Question
Assume a vector space $V$ and a binary operation $*$ that satisfies for all $u, v, w \in V$:
- $u * v \in V,$
- $u * v = - v * u\,,$
- $u * (v * w) = (u * v) * w.$
Can this operation satisfy the Jacobi identity
$u * (v * w) + w * (u * v) + v * (w * u) = 0 \quad \forall u, v, w \in V$?
I believe the answer is no, but I cannot prove it.
Attempted solution
Assuming the Jacobi identity holds, I tried to arrive at a contradiction.

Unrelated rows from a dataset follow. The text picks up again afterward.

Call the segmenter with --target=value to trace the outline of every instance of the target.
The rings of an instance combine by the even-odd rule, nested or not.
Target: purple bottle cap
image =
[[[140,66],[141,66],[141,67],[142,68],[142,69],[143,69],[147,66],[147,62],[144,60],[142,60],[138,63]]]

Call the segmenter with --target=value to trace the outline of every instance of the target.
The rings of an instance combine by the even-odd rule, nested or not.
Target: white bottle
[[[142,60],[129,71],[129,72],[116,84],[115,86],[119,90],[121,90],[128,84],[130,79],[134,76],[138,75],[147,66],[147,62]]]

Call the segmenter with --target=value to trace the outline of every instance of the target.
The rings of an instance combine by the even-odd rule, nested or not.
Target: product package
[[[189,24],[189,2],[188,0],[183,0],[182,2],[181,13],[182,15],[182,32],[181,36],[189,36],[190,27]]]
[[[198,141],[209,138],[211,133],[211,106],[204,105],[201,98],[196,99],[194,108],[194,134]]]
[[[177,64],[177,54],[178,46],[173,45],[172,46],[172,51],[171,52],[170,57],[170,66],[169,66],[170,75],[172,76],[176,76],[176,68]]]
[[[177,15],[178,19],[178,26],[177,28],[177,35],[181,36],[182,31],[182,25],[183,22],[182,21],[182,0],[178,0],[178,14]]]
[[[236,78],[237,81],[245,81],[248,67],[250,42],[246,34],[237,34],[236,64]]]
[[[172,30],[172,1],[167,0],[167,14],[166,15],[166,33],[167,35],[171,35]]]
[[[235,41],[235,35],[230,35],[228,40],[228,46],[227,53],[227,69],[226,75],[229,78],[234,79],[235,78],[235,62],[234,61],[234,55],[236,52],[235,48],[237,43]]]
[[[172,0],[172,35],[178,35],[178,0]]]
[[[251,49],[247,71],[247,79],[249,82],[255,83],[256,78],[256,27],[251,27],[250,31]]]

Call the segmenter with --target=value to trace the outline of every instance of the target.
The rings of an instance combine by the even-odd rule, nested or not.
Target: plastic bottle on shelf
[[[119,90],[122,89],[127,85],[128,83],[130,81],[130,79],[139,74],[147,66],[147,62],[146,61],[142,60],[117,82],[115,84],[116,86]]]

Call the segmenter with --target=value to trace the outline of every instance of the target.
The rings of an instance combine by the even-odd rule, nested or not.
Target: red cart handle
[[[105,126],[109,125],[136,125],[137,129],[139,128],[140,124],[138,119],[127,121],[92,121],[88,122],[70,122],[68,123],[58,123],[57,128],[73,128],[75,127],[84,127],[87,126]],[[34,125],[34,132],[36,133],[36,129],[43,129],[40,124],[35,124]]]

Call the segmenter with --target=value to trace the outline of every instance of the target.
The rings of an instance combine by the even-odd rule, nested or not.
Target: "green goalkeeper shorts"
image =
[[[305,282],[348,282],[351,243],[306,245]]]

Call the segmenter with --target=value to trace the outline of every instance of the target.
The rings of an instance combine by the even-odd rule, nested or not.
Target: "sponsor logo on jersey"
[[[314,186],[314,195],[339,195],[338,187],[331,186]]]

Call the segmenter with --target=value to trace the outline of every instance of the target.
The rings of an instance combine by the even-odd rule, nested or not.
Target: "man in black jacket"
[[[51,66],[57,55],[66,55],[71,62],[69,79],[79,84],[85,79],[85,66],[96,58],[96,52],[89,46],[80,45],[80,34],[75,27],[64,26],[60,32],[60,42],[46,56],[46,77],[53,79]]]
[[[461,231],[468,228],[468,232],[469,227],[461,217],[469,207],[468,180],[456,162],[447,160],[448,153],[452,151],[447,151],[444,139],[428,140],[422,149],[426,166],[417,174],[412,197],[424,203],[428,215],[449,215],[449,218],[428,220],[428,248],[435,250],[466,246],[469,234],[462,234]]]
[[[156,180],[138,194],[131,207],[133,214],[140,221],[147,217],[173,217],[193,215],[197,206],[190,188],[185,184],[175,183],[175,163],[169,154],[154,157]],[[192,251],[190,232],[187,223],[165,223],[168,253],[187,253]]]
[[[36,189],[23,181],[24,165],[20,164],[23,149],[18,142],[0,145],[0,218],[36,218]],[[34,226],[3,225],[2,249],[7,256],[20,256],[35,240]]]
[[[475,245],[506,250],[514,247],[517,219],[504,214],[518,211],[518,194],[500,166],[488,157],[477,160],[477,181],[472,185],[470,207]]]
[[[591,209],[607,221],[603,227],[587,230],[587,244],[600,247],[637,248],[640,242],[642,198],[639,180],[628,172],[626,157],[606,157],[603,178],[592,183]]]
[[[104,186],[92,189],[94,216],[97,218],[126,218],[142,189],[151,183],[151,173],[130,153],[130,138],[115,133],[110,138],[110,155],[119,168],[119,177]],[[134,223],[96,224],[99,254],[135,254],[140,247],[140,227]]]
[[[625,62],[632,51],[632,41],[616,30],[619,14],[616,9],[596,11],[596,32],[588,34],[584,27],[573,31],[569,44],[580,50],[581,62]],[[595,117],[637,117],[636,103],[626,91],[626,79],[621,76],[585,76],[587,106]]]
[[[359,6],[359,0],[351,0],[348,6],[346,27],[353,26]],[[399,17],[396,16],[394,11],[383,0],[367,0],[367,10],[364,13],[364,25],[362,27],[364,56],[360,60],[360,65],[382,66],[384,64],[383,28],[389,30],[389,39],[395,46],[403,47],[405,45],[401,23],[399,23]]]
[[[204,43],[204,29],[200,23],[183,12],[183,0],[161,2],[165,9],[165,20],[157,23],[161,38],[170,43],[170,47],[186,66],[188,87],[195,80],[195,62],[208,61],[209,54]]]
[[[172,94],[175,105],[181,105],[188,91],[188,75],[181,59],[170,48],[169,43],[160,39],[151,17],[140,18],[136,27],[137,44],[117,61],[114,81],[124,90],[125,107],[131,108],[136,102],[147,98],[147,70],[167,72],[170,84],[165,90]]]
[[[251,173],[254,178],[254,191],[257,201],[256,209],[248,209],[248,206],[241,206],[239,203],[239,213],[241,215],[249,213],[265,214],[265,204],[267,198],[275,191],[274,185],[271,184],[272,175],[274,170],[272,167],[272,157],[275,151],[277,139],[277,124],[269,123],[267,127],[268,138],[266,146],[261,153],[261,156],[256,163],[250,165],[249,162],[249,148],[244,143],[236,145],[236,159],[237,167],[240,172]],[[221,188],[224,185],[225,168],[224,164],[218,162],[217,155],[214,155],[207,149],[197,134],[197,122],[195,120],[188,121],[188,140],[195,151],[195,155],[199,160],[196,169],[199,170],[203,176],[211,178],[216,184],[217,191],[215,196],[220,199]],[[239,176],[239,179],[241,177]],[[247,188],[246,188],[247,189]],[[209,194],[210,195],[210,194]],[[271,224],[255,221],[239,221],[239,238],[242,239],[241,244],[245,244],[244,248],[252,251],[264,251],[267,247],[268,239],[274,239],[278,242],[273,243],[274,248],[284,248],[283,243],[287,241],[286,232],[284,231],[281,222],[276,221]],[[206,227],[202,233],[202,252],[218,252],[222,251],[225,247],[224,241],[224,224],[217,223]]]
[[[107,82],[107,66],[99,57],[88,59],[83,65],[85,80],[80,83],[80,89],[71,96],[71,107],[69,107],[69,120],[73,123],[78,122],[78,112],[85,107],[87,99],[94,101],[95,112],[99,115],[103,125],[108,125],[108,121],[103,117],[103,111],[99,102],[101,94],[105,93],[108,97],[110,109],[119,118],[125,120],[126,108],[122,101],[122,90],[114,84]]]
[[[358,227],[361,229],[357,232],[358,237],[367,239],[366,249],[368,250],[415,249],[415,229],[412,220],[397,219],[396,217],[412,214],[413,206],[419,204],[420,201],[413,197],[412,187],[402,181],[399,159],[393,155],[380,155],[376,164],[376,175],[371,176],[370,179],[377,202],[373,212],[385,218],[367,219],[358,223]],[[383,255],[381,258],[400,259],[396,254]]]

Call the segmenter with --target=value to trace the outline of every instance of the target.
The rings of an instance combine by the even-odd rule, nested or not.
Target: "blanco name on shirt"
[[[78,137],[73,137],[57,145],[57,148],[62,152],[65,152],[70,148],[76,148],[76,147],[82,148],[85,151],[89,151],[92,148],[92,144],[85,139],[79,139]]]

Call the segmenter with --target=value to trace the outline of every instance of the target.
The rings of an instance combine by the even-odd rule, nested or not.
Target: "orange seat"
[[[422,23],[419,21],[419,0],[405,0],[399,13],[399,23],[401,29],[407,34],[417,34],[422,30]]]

\begin{align} 0 &= \phantom{-} u * (v * w) + w * (u * v) + v * (w * u) \\ &= -(v * w) * u + w * (u * v) + v * (w * u) \\ &= -v * (w * u) + w * (u * v) + v * (w * u) \\ &= w * (u * v). \end{align}
I.e., we have $w * (u * v) = 0$ for all $u, v, w \in V$. This doesn't look like a contradiction to me. It is as far as I could get.
Maybe a different approach makes more sense?
You have lots of possibilities. In what follows I will assume that you want to product to be bilinear.
What you proved is that a product of $3$ elements is always zero. Let us write $U\subset V$ the subspace of elements $u\in V$ such that $u*v=0$ for all $v\in V$. Then for any $u,v\in V$, $u*v\in U$.
Conversely, to define a product which satisfies your conditions, choose a subspace $U\subset V$, and a basis $(e_1,\dots,e_n)$ such that $(e_1,\dots,e_r)$ is a basis of $U$. You can then define the product by $$ e_i*e_j = \sum_{k=1}^r a_{i,j,k}e_k$$ for all $1\leqslant i,j\leqslant n$ with the only conditions that $a_{i,j,k}=-a_{j,i,k}$, and $a_{i,j,k}=0$ if $i\leqslant r$.
This means you have to choose (freely) some scalars $a_{i,j,k}$ for $r<i<j\leqslant n$ and $1\leqslant k\leqslant r$ (if the charateristic of the base field is $2$, you also have to include $i=j$).